Nesses momentos eu a deixava como protagonista, espalhando sorrisos desconexos, amor, carinho e luz, e eu no canto da sala era a intérprete, quando necessário, desempenhando minha missão, lendo e relendo prontuários, escalas de enfermeiros, próximos medicamentos, etc.; isso me distraía, me permitia dar uma saidinha para gritar de dor de alma e bater em paredes até a mão sangrar, e voltar ao quarto como se tivesse ido buscar algo para a gente comer.

Ei, o que é isto? Alimetação parenteral ?” Sim, é preciso. Bom, pelo menos ela está dormindo, acordará cheia de perguntas, e é melhor eu me preparar para responder (ela não ingeriu nem metade do pacote até tudo acabar).
Mãe? Que preguiça é essa? Vamos acordar, olha pra mim, tenho coisas pra te contar”, ela com muito esforço tentava ouvir minhas coisas importantíssimas sobre os cachorros, as plantas, as mensagens da Dra. Dani, “vamos parar de dormir”.

Sua respiração vai piorando, até que colocam um inalador extremamente barulhento, mas nesse momento eu acho que ela já não ouve, mas me olha ainda e pede pra ir embora pra casa, olha pra porta com uma lágrima no olho.

Sei tudo o que está acontecendo, mas ela nunca me viu queda; li, cantei hinos, falei bobagens, meu pseudopai e irmão foram embora, ela, com os olhos abertos e pouquíssimos movimentos: “ podem ir, amanhã é outro dia”. Ficamos eu e Adriano, iríamos ter nossa conversa noturna pois eu já estava recomposta para continuar a missão.
Volto a atenção para aquela guerreira e seus olhos estão abertos, mas eles já não me falam mais. Arranco aquele respirador e a abraço fortemente para ouvir sua respiração e coração.

Mãe, seu coração está batendo, mas sua respiração não consigo ouvir  Desligo tudo o que é aparelho que possa estar me enganando.

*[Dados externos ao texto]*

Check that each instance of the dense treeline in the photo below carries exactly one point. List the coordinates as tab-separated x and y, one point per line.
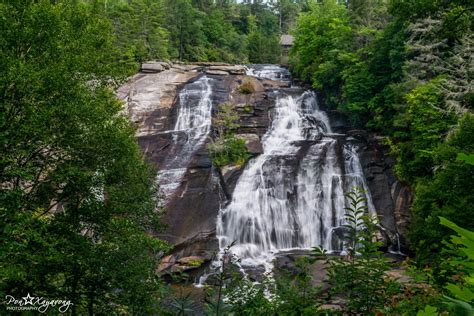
77	201
402	69
201	30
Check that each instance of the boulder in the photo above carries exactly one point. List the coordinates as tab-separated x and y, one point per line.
152	67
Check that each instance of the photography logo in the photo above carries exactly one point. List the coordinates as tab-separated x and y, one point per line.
36	303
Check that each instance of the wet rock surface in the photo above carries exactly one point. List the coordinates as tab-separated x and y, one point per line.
152	100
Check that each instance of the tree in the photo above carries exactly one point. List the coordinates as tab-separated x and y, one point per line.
138	26
76	198
184	24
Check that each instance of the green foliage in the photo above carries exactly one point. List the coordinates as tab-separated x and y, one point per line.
428	311
295	293
248	298
76	197
448	193
225	120
138	26
360	275
400	68
426	128
227	150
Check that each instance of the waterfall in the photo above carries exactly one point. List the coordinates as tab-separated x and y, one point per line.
272	72
192	126
292	195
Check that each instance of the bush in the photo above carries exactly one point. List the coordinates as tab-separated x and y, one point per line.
227	150
246	87
359	276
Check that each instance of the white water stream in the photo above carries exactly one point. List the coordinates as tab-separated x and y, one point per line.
292	195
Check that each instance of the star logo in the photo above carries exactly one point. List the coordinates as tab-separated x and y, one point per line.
28	299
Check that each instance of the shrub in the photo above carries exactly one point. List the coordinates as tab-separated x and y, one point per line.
359	276
246	87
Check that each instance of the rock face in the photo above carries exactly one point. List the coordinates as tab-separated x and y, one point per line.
154	99
391	198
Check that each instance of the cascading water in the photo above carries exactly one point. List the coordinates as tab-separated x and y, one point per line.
189	134
272	72
292	195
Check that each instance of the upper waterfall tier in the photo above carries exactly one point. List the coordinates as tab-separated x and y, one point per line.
291	196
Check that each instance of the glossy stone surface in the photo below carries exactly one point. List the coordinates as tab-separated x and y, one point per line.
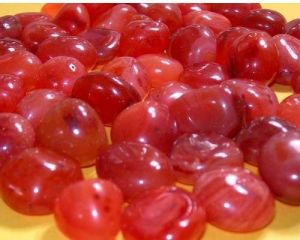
30	17
73	17
139	16
235	12
168	92
8	45
102	210
256	57
106	93
146	122
160	69
97	9
167	13
135	167
289	110
52	9
16	134
69	46
197	45
190	7
60	74
289	58
35	105
266	20
116	18
293	28
235	200
214	21
130	70
35	33
194	154
105	41
144	37
225	46
31	182
23	64
73	128
11	92
253	99
279	166
252	137
206	110
203	74
151	217
10	27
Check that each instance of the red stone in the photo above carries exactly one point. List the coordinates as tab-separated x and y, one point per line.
98	205
106	93
35	105
116	18
165	213
190	7
138	17
160	69
135	167
22	64
293	28
168	92
266	20
289	58
214	21
146	122
194	154
167	13
279	166
130	70
73	17
105	41
33	180
197	45
52	9
10	27
16	134
8	45
253	98
97	9
35	33
11	92
235	200
30	17
289	110
203	74
69	46
206	110
225	46
60	74
252	138
144	37
235	12
73	128
256	57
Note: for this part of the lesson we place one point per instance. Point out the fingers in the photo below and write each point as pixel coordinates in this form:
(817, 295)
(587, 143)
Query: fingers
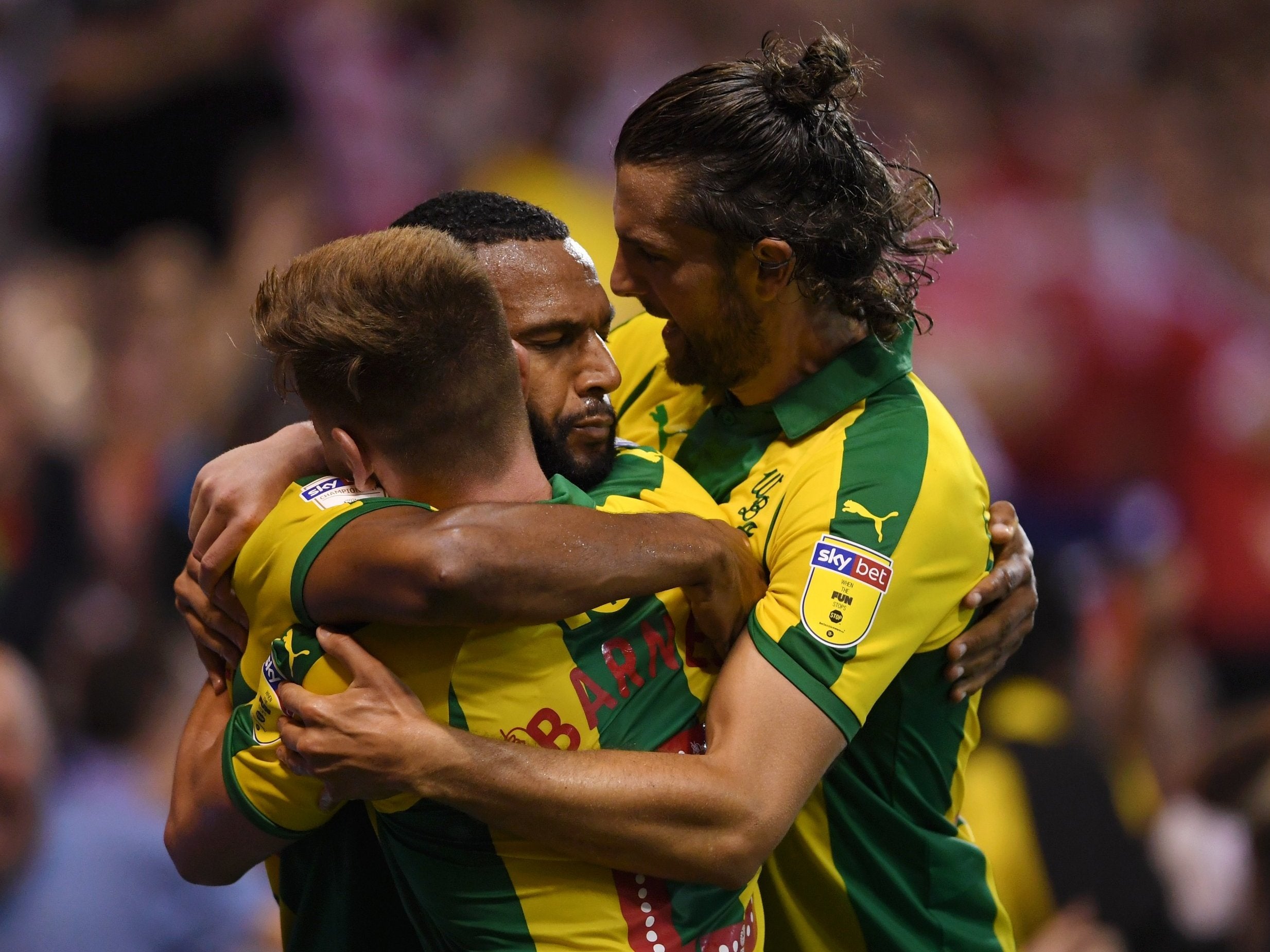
(1002, 516)
(1006, 575)
(199, 504)
(219, 550)
(213, 630)
(981, 653)
(303, 706)
(227, 601)
(361, 664)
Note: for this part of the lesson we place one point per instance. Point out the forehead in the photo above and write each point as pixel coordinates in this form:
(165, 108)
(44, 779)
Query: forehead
(646, 210)
(540, 281)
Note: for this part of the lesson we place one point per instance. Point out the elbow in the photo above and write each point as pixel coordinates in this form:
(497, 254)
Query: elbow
(194, 861)
(741, 848)
(735, 861)
(449, 561)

Sim, o coração bate, não saio daqui até que tudo esteja acabado, como eu te prometi, vamos vencer juntas”, e fico alí, pedindo silêncio ao mundo, esperando que o coração pare junto ao meu ouvido e ao meu choro mudo.

Olho no relógio, sábado, dia 30 de março 19:30, ok, pode chamar o médio para atestar seu óbito.

Mãe, te faço mil promessas, mas agora irei fechar seus olhos e por algum tempo, não vamos nos falar mais

Sigo minha missão, até hoje, custe o que custar sigo minha missão de te honrar enquanto houver vida aqui.

Sei que sofro até hoje de dois lutos: da minha alma gêmea, minha mãe, ser de luz que me deu amor pra uma vida inteira; o outro luto é o da perda daquela pessoa que morreu com ela alí também.